Il apparaît de plus en plus, grâce au cinéma seul – car les théories scien­tifiques ne sont pas sensibles à la foule et ne parlent presque à aucun cœur – que malgré l’aide de la littérature, de la musique et de la peinture, nous ne connaissions encore que par fragments discontinus le vrai visage de ce monde, qui est un devenir infatigable et complexe vivant cependant dans le même moment et dans le même lieu que nous. Voici que nous allons pouvoir saisir dans sa réalité enchevêtrée, évoluante et mouvante, d’un seul regard capable d’en transmettre à l’esprit, par une intuition synthétique rapide comme la lumière, les déterminations immémoriales, les éternelles destinées, les modu­lations universelles qui vont mourir dans l’infini. Que dis-je ? Le fragment même que nous pouvions en isoler jadis se révèle à nous comme un univers continu dans un univers continu. Tous nous avons été frappés – je songe en ce moment à des danseuses du Cambodge revues au cinéma après les avoir vues sur la scène – par les révélations qu’une seule partie d’un ensemble connu, isolée maintenant dans le cadre multiplicateur de l’écran, offre à un unique regard, même sans l’intervention du ralenti. Une bouche, une main, un muscle dont le rôle disparaissait dans le mouvement unanime, mais trop abrégé d’un spectacle vu à l’œil nu, devient à lui seul un drame complet, dont toutes les composantes concourent à l’équilibre du détail dans l’équilibre de l’ensemble. Que ce visage nouveau du monde ne puisse plus désormais être arrêté ni définitif, certes, il faut nous y résigner, puisque le moyen qui nous le dénonce proscrit, de par sa nature elle-même, tout ce qui est fixe et fini. Mais cepen­dant, pour la première fois, l’ensemble de ses aspects multiples dans l’espace et de ses incessants changements d’aspects dans la durée participe à notre vie morale même. Les conquêtes statiques de l’intelligence ne peuvent pas disparaître à jamais, elles seront toujours des paliers nécessaires à l’ascension ininterrompue de l’esprit dans sa propre lumière, par cette nouvelle échelle de Jacob qui s’offre à nous y conduire. Mais il faut que nous ayons maintenant la notion intime, fixée dans la substance de notre mécanisme spirituel, que ces repos de l’esprit ne sont que des états d’équilibre dont le dynamisme intérieur ne pourra plus s’ignorer, sous peine de les rompre du même coup.

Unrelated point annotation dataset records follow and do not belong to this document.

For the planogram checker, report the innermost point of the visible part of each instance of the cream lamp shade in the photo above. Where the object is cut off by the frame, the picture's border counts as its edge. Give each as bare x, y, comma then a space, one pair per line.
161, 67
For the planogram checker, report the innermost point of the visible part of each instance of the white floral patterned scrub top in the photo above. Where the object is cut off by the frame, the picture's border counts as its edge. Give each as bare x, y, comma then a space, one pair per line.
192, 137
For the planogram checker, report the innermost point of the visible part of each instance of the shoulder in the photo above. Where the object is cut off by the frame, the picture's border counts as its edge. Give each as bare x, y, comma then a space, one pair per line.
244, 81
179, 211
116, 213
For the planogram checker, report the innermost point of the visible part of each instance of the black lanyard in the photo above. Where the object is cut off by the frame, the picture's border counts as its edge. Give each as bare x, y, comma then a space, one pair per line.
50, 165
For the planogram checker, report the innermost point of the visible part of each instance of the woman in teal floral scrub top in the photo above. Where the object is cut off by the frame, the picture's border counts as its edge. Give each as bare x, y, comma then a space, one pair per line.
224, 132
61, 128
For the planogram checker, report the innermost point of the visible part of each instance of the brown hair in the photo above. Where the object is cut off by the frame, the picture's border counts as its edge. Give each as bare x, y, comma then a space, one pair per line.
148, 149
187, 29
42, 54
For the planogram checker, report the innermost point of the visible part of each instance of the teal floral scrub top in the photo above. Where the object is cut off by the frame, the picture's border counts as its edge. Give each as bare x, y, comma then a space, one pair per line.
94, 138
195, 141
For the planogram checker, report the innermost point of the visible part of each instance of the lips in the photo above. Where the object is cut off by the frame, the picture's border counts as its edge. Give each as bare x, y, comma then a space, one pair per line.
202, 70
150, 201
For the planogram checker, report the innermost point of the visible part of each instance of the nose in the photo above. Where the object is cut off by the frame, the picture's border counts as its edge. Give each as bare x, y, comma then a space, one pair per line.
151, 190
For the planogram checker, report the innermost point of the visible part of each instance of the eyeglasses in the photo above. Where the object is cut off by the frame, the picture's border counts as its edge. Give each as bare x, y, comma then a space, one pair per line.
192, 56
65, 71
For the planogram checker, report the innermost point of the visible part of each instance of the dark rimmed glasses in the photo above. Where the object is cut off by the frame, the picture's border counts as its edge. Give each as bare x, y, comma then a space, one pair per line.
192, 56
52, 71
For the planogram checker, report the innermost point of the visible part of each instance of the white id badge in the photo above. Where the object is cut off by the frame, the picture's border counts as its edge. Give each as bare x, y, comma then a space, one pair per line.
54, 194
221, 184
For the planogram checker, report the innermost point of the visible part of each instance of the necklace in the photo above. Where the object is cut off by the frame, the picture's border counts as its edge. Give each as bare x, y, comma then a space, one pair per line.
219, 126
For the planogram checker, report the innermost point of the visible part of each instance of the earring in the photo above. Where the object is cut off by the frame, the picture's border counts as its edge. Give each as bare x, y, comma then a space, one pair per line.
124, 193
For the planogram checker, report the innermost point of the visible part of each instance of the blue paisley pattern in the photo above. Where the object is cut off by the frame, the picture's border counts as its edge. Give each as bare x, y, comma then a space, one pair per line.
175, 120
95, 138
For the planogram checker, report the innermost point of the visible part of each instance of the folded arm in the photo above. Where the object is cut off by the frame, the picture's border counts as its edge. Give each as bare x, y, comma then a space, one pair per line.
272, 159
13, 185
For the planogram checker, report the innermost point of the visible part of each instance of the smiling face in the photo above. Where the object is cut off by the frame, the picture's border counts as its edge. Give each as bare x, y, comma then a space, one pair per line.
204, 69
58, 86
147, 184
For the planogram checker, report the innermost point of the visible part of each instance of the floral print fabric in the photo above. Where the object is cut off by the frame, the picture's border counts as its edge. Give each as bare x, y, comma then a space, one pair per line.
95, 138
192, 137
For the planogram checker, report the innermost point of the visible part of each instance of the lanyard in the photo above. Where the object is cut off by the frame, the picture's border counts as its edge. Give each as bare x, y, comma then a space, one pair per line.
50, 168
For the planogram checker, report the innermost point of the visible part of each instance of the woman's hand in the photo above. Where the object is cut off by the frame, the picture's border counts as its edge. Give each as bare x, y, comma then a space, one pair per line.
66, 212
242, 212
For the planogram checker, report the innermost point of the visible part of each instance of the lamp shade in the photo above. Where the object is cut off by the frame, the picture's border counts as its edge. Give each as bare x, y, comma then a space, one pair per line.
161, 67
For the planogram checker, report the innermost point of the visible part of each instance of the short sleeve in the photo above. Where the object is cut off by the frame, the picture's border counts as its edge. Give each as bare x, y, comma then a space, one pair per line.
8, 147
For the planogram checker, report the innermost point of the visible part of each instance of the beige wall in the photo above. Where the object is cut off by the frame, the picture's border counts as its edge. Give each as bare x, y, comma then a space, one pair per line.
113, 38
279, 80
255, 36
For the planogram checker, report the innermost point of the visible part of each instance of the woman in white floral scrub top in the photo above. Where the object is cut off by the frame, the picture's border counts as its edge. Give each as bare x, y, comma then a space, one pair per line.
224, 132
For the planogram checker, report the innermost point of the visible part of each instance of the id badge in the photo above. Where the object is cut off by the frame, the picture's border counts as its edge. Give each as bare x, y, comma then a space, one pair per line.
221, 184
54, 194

Ainsi, rattachés par toutes nos fibres au présent des choses du dehors qui nous introduit en même temps, par sa réalité visible même, dans les échos de leur passé et l’élan de leur devenir, nous pouvons, par un nouveau miracle que les mêmes moyens nous offrent, plonger dans le mouvement concret de notre propre mémoire. Avez-vous jamais songé, par exemple, à ce que pourra être l’émoi du Kid, s’il revoit après vingt ans, sans l’avoir jamais revu dans l’intervalle, le film qu’il anima de ses mouvements affectifs ? Comme il avait 4 ou 5 ans à cette époque, il y a beaucoup de chances pour que le souvenir des actions qu’on lui fit accomplir et des circonstances dans lesquelles il les accomplit se soit effacé. Ne sentez-vous pas le pathétique prodigieux de cette vie antérieure perdue remontant – toute entière, sans lacune – à l’aide d’un document plus irrécusable que la mémoire, du fond de sa propre nuit, pour en faire revivre devant lui un fragment ininterrompu ? Je n’ose pas plonger dans ces ténèbres éclatantes. Voyez-vous revivre devant vous la femme que vous aimiez vingt ans auparavant, et qui vit encore à côté de vous et que vous avez cessé d’aimer, ou dont, il y a vingt ans, au moment où vous avez été brus­quement séparé d’elle, vous étiez épris à mourir ? Voyez-vous revivre l’enfant mort ? Le cinéma, s’il a déjà franchi les portes de l’intelligence, n’a qu’à peine effleuré le seuil de nos âmes. Que le nouvel univers qu’il éveille se réfléchisse et nous réfléchisse on nous-mêmes, il suffit que j’y songe pour me refuser à prévoir – par paresse d’esprit, manque de courage, que sais-je ? – les silen­cieuses sym­phonies dont la rumeur animera et nos joies et nos peines pour les élargir et les approfondir jusqu’aux perspectives lointaines de l’infini et de l’éternité.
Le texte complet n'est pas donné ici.